I have a dataframe in pandas that looks like this:
>>> df[['BranchNumber', 'ModelArticleNumber', 'ActualSellingPrice']].info()
<class 'pandas.core.frame.DataFrame'>
Index: 447970 entries, 0 to 500734
Data columns (total 3 columns):
# Column Non-Null Count Dtype
--- ------ -------------- -----
0 BranchNumber 447970 non-null int64
1 ModelArticleNumber 447970 non-null object
2 ActualSellingPrice 447970 non-null float64
dtypes: float64(1), int64(1), object(1)
memory usage: 13.7+ MB
Given that there are 463 unique branch numbers and 5,235 model article numbers, I'd like to create a 463x5,235 sparse matrix with indices. The following kludge is how far I've gotten:
import numpy as np
import scipy
def index(df):
ix = { v: n for n, v in enumerate(df.unique()) }
return np.array(list(map(lambda value: ix[value], df)))

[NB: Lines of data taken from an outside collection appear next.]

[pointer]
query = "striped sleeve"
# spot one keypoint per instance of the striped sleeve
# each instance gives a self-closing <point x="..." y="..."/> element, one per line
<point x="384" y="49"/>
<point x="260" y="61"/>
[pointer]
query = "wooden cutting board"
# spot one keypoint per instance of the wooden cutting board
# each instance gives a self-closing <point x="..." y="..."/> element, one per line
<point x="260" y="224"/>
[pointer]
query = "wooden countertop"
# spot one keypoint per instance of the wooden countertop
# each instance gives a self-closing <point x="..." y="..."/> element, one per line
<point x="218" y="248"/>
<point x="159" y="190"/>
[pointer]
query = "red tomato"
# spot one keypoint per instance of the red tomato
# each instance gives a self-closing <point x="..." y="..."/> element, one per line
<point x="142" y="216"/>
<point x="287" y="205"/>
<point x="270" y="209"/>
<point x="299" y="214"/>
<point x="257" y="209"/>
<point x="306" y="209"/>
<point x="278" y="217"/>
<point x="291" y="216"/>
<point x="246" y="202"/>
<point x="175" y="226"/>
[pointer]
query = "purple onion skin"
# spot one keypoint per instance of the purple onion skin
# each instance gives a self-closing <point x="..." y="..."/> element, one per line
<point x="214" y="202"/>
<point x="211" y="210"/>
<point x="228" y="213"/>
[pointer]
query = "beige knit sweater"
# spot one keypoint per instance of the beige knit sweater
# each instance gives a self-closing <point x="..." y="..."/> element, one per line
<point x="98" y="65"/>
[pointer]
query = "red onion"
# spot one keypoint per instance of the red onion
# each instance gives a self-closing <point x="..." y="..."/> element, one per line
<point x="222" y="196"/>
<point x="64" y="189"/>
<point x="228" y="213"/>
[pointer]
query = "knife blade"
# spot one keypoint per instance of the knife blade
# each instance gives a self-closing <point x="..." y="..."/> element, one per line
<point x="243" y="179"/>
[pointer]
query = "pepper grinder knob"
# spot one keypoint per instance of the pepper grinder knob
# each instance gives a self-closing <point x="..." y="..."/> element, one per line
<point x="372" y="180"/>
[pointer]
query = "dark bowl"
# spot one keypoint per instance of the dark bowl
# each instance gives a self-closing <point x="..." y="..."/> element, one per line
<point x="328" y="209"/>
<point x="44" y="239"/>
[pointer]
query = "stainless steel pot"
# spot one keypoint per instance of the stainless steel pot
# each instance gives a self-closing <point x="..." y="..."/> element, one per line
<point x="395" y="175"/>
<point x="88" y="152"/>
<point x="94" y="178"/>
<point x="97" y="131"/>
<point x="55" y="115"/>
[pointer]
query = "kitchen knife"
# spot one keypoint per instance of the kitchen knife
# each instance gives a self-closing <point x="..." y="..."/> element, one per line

def csr(df, row_tag, col_tag, value_tag):
m = scipy.sparse.csr_matrix(
(
df[value_tag],
(
index(df[row_tag]),
index(df[col_tag])
)
)
)
return m
I'd like to be able to do things like m.T.dot(m) efficiently, and retain the ability to see which key is associated with the rows and columns. I've looked through the documentation on pandas indices and arrays, and through the scipy docs on sparse matrices, and I'm just not there. Can somebody point me in the right direction?